Given that, why not dispense with the pretense? The reason is politics.
No Congressman wants to be on the record voting for unlimited debt, yet most
are willing to rail against fiscal recklessness while raising the ceiling
every time it's reached. Any Congressman who gives lip service to a balanced
budget Amendment but votes to raise the debt ceiling is a hypocrite. No one
needs constitutional help to hold the line on the debt right now!
But epic levels of Federal red ink and the approach of the 2012 elections
have raised the stakes. Despite the newfound urgency, nearly all Democrats
and a very large chunk of Republicans argue that failure to raise the ceiling
will be tantamount to economic suicide. They argue that such a rash move will
cause the U.S. to default on outstanding debt obligations, thereby sending
interest rates sharply higher across the board. Higher interest rates they
argue would cripple the economy and permanently increase debt service costs.
As a result, they predict capping debt now will precipitate a far deeper
economic contraction than what we have already seen in the last few years.
Few see the inherent absurdity in the notion that taking on more debt
improves the economic health and creditworthiness of the United States. I
would argue for the much simpler idea that more debt weakens a nation's
financial position. More importantly, capping U.S. debt at current levels
means bringing a future crisis into the present where it can be dealt with in
practical terms. This is something that nobody in Washington actually wants.
If we do today what we have failed to do in the past, we very may well
default on a portion of our debt. No doubt our creditors will suffer. But
such near term pain will lead to a quicker and healthier recovery. Out of
control Federal spending will have to be dealt with now. A downgraded credit
rating will make it harder for the United States to continue borrowing, and
as a result should be viewed as a blessing in disguise.

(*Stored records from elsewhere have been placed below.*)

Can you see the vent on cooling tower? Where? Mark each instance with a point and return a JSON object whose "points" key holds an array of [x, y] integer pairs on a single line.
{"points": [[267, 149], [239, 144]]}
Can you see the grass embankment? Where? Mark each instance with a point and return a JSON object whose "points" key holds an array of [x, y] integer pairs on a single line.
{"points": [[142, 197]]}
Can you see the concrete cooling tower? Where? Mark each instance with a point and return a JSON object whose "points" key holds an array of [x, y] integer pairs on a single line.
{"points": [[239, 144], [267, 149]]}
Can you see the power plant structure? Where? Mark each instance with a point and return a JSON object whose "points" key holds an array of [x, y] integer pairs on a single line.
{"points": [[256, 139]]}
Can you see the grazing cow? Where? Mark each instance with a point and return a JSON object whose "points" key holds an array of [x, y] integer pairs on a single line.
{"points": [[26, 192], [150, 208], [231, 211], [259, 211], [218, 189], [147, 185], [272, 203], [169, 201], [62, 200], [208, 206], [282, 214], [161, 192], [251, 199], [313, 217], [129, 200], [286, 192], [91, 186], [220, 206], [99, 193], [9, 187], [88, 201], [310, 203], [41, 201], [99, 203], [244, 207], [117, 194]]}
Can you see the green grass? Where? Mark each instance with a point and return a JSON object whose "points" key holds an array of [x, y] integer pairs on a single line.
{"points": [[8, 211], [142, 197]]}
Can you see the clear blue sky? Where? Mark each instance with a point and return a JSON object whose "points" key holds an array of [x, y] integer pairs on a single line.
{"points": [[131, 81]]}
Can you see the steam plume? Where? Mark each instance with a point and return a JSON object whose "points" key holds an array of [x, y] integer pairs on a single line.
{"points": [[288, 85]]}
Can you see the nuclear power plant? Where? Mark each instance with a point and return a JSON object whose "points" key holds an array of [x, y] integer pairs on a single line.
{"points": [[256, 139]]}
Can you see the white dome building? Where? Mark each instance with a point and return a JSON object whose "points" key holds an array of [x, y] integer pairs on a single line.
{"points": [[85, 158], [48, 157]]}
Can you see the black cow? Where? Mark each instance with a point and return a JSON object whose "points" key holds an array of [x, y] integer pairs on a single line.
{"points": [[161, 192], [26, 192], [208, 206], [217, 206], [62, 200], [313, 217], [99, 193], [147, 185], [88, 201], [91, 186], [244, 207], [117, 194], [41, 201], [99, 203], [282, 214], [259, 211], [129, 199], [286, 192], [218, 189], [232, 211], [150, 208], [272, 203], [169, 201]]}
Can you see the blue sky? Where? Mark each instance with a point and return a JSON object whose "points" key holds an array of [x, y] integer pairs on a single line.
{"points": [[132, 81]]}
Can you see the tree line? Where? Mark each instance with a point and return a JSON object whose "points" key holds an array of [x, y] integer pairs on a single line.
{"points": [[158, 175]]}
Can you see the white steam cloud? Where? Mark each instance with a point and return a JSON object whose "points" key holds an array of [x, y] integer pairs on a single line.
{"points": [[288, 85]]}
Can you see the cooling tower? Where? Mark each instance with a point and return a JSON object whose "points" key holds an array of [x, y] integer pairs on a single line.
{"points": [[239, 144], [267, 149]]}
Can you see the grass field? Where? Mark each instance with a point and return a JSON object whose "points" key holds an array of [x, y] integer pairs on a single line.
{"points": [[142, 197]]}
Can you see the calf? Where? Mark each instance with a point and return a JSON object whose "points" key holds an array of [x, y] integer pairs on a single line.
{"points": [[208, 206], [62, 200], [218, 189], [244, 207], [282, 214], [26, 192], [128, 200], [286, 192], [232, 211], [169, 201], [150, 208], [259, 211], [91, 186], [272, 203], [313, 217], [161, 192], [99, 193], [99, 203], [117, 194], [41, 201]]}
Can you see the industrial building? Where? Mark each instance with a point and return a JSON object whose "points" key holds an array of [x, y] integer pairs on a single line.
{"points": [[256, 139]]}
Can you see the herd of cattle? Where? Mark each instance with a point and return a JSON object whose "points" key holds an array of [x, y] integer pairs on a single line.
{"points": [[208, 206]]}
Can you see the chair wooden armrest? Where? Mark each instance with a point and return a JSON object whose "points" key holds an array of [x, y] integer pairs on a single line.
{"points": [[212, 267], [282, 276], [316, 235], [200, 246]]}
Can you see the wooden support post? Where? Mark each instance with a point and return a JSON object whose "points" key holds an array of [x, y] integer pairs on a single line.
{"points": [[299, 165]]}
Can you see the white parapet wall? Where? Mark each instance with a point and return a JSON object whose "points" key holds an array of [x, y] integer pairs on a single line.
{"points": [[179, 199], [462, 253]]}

A reduction in debt levels is good economics. Remember, taxpayers will
have to repay with interest anything the government borrows now. The more the
government borrows, the larger it grows, and the larger it grows, the weaker
the economy becomes. The less money the government borrows, the more that is
available for the private sector to borrow to increase production and create
jobs.
Failing to raise the debt ceiling will force Congress and the President
to tell the truth to Social Security and Medicare beneficiaries who have been
promised more than taxpayers can deliver. They will have to concede that
so-called government "trust funds" are mere accounting gimmicks,
and that benefits will need to be cut if the
programs are to be solvent. They will have to tell the truth to our creditors
that the U.S government has borrowed beyond the ability of its citizens to
repay.
And lastly, the stark reality will force the government to tell the truth
to Federal employees whose salaries and benefits are unsupportable given our
fiscal weakness.
But, on the other hand, if we raise the debt ceiling, we can postpone the
crisis into an indefinite future. All of these tough choices could be
avoided. Government pay and benefits will flow unabated, and our creditors
will continue to get their interest payments now. But in the future, the
value of principal repayments and government benefits and paychecks will lose
purchasing power. That's because if we keep raising the ceiling indefinitely,
we risk destroying our currency. But the long slow death of a currency and the
ebbing of a nation's economic vitality doesn't make
for huge headlines.
It is for that reason I am 100% confident that Congress will do the wrong
thing and raise the debt ceiling for the 75th time in 50 years. In the end
there will be some kind of phony compromise with each side claiming victory.
But while the politicians celebrate another dodged bullet, the U.S. economy
will continue to be shot full of holes.